Why they are relevant: Research simulations pause when Myriad storage systems experience I/O contention. Dynatrace can detect and diagnose performance issues within Quantum’s data-intensive applications and storage infrastructure, identifying root causes of slowdowns and optimizing resource utilization.
AI Model Validation and Governance Solutions
Weights & Biases - This company provides a MLOps platform for tracking, visualizing, and standardizing machine learning experiments.
Why they are relevant: Content creators locate incorrect media files due to inaccurate AI-generated tags. Weights & Biases can help Quantum’s teams track AI model performance for CatDV, compare different classification models, and validate tag accuracy before deployment, improving asset retrieval.
Arize AI - This company offers an AI observability platform for monitoring and troubleshooting machine learning models in production.
Why they are relevant: Media library searches return irrelevant results when AI models misinterpret asset context. Arize AI can monitor the performance of Quantum’s AI classification models within CatDV, detecting data drift or bias that causes mis-tagging and ensuring models remain effective for content discovery.
Hybrid Cloud Data Management Platforms
Rubrik - This company provides a data security platform that protects data across enterprise, cloud, and SaaS applications.
Why they are relevant: Cold data remains on expensive flash storage, exceeding budget allocations. Rubrik can automate data lifecycle management for Quantum, moving inactive data from high-performance storage to more cost-effective cloud or archival tiers based on predefined policies, optimizing storage costs.
NetApp - This company offers hybrid cloud data services and data management solutions.
Why they are relevant: Object storage access latency exceeds application requirements for cold data. NetApp’s solutions can help Quantum standardize data access performance across its tiered storage, ensuring that data stored on ActiveScale object storage or tape libraries remains accessible within acceptable timeframes for diverse applications.
Cybersecurity for Data Resilience
Veeam - This company provides backup, recovery, and data management solutions for modern data.

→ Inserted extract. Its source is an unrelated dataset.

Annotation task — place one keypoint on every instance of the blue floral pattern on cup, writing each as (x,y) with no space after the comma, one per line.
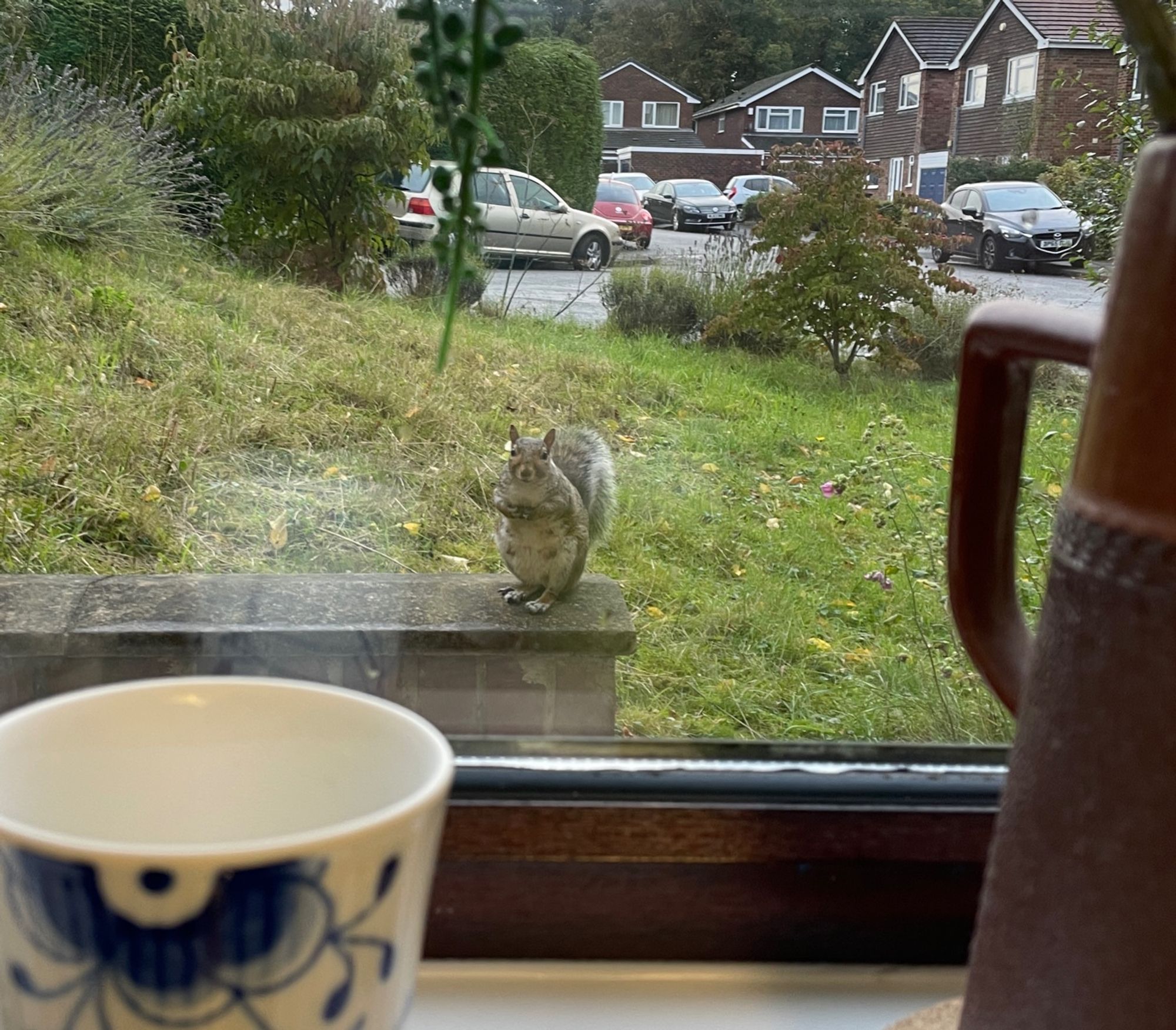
(262,931)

Why they are relevant: Ransomware encryption spreads to backup volumes before detection. Veeam can provide immutable backups for Quantum’s data, protecting critical information from ransomware attacks and enabling rapid, clean data recovery without manual intervention.
Zerto (a Hewlett Packard Enterprise company) - This company offers IT resilience and disaster recovery solutions.
Why they are relevant: Data recovery processes fail to restore critical datasets within defined timeframes. Zerto can help Quantum validate and orchestrate data recovery, ensuring that mission-critical data can be restored quickly and efficiently from DXi Backup Appliances or other protected storage, minimizing downtime.
Final Take
Quantum scales its data infrastructure for AI and complex unstructured data environments, visibly breaking when data flow bottlenecks or misclassifications occur. This account is a strong fit for solutions that enforce data performance, validate AI outputs, and secure hybrid cloud data pipelines. Sellers engaging here must address specific system failures directly.
Identify buying signals from digital transformation at your target companies and find those already in-market.
Find the right contacts and use tailored messages to reach out with context.